Productivity and Compensation

October 5, 2008

As in any intellectual profession, the productivity of individual programmers varies wildly. Some say the time needed to solve a particular problem can vary with a factor of forty–or even a hundred!–from one software developer to another. And that is assuming they are all capable of solving the problem at all. I do not know which number is true, or how common the extreme cases are, but I do believe they vary a lot.

So, assuming programmer productivity really does vary that much, what does that mean for the people at the ends of the spectrum? Let’s focus on compensation. I don’t know about other countries, but here in Sweden salaries for software developers don’t vary with a factor of forty or a hundred. No company would pay a programmer twenty times as much as his coworkers, even if he made twenty times as much money for his employer as the average guy. That means the most productive people will never be paid what they are worth, unless they start their own business.

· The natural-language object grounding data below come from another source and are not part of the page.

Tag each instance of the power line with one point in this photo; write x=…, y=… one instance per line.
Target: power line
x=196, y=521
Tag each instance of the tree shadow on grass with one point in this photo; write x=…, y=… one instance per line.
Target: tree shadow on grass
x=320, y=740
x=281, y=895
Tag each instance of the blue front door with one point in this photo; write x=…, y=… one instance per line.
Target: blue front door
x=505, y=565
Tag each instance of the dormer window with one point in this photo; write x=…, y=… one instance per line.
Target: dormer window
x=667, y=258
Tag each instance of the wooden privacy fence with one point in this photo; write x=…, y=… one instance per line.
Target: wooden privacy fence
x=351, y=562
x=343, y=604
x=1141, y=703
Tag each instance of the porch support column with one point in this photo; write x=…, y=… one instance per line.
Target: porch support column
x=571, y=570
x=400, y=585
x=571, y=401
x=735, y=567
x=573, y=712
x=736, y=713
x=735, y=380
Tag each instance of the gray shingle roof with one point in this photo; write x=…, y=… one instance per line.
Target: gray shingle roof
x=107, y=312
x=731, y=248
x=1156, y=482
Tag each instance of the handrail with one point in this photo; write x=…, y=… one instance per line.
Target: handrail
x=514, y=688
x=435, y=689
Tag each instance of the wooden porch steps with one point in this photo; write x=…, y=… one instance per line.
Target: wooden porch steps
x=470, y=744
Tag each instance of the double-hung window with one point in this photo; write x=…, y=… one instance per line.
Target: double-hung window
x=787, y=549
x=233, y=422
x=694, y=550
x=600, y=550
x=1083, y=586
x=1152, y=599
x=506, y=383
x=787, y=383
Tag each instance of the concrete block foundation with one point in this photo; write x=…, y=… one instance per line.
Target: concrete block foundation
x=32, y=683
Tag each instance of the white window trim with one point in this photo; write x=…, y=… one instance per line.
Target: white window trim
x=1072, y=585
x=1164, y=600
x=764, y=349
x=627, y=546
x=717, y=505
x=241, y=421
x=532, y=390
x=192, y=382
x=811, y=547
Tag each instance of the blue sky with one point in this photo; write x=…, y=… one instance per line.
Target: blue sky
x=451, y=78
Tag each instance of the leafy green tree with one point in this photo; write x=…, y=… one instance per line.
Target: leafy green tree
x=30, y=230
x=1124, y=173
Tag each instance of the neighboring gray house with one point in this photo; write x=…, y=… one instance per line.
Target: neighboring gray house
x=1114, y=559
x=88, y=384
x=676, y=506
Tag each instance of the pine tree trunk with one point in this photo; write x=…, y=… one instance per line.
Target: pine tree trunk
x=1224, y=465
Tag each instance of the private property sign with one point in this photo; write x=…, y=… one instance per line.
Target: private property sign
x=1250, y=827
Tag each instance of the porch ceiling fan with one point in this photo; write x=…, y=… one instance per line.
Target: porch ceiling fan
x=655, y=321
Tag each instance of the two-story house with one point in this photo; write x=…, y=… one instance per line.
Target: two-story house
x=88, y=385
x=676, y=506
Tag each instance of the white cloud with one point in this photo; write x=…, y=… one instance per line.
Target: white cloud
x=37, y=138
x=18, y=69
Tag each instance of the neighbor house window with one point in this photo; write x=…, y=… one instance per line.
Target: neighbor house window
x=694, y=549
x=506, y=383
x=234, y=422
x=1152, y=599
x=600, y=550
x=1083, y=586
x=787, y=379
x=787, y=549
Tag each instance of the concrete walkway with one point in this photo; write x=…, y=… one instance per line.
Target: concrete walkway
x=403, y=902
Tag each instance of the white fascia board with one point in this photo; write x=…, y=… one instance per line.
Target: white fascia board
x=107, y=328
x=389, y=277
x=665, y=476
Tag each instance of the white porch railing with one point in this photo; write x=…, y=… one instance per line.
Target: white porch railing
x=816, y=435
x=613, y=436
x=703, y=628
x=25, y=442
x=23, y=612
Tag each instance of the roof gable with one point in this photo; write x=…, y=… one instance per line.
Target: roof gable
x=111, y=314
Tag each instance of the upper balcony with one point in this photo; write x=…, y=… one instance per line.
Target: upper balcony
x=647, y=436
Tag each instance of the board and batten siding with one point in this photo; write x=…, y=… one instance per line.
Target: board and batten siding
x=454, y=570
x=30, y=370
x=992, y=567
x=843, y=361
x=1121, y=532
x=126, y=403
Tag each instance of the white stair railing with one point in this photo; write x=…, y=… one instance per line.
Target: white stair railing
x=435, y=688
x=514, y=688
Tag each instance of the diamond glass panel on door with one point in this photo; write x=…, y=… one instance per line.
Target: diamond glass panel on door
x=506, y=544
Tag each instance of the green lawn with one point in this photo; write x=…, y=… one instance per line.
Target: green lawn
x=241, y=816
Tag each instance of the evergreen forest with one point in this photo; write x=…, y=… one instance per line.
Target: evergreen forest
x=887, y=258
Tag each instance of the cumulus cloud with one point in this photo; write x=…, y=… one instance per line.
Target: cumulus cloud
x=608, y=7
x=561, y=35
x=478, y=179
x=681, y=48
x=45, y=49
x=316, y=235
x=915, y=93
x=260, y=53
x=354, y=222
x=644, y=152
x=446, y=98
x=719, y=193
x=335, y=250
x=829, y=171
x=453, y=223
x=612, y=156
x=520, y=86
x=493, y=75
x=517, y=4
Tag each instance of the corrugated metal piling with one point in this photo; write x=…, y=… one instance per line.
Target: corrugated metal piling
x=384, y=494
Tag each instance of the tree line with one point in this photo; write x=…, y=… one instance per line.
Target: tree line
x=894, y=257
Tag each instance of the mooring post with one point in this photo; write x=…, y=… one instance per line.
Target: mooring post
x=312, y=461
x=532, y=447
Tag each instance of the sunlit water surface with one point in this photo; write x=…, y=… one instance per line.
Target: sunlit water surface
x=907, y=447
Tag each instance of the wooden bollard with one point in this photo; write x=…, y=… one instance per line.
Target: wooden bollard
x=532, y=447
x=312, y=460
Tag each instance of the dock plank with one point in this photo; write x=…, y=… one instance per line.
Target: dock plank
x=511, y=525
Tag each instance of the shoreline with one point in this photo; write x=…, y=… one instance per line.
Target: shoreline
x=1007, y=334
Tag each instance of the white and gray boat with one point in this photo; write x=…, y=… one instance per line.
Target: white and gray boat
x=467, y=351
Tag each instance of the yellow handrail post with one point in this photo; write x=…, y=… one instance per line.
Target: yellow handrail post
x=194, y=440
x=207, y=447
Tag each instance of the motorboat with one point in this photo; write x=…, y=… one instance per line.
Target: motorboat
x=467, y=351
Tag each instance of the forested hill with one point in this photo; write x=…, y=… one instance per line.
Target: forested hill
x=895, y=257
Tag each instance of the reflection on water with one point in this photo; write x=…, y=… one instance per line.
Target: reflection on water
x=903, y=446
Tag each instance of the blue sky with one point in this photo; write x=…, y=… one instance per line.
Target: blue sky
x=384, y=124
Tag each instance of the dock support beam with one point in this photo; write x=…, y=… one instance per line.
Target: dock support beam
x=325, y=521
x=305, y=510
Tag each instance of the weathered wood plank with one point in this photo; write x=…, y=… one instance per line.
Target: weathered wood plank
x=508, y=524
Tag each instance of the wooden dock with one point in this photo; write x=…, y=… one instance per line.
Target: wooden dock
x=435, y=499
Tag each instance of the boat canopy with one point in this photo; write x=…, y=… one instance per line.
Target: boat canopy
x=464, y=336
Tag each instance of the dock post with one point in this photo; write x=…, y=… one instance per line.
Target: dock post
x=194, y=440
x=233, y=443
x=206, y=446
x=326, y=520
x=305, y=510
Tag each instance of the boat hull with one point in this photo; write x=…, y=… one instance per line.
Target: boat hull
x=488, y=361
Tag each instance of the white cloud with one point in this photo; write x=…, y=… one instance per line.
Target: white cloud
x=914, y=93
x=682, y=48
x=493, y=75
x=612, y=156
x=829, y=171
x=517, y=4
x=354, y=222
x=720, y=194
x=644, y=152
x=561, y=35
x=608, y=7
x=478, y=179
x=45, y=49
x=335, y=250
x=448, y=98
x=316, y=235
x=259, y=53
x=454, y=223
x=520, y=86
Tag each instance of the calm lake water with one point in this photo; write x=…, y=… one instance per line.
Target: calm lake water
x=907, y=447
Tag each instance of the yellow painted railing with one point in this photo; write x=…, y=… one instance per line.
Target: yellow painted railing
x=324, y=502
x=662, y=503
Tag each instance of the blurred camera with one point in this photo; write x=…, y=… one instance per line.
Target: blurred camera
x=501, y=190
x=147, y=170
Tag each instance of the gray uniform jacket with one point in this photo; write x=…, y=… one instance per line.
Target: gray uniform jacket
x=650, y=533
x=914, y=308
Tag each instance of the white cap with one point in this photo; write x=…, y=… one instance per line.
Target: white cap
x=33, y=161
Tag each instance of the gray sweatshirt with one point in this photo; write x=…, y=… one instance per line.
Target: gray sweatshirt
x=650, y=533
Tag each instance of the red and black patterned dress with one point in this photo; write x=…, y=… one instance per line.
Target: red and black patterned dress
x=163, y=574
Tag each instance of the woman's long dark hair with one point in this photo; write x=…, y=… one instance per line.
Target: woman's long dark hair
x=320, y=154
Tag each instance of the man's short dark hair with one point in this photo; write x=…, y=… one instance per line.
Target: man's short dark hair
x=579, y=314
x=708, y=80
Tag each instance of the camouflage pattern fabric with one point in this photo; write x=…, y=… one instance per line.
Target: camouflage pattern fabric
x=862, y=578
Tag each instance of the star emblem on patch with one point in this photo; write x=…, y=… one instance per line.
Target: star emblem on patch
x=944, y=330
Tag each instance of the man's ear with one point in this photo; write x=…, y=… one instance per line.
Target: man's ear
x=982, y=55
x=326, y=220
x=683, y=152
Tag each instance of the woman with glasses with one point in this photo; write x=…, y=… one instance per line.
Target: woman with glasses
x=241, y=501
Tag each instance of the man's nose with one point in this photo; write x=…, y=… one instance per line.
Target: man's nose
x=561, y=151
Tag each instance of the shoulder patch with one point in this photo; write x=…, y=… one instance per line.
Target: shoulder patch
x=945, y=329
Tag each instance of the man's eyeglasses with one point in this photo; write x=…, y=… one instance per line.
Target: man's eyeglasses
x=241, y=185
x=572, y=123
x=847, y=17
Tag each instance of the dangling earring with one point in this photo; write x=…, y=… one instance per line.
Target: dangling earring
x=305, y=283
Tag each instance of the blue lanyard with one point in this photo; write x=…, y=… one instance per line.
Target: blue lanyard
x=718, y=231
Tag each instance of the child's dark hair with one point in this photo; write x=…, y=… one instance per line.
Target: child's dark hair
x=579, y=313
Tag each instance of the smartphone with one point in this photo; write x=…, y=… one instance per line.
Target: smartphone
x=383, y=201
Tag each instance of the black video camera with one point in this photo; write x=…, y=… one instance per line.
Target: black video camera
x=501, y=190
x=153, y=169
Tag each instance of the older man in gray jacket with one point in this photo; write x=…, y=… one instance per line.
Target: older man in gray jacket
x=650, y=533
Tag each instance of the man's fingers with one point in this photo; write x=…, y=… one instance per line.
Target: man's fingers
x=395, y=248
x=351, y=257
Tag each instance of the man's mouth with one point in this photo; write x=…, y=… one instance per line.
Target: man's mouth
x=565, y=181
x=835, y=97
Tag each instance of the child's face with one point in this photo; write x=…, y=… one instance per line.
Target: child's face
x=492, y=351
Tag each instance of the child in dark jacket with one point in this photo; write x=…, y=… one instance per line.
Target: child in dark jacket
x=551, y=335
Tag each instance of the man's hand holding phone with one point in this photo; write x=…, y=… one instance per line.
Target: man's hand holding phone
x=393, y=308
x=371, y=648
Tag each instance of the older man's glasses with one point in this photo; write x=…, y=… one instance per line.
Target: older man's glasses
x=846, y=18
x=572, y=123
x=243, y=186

Take Niklas Zennström as an extreme example. He and a partner founded both Kazaa and Skype together, companies that made them billions of dollars. What would their fortunes look like today had they stayed employees?

My conclusion is that if you aim to become a top achiever, you should also start planning for running your own company. Once you are able to produce forty times as much as your colleagues you probably should not be there any more.

It is not only about money–it is about being allowed to use your skills to the maximum, too. I imagine that the more productive you become, the greater the risk of you being held back by bad management or processes becomes.

As for the people at the bottom of the productivity scale, most of them are probably just young and inexperienced and will soon improve, if they care to.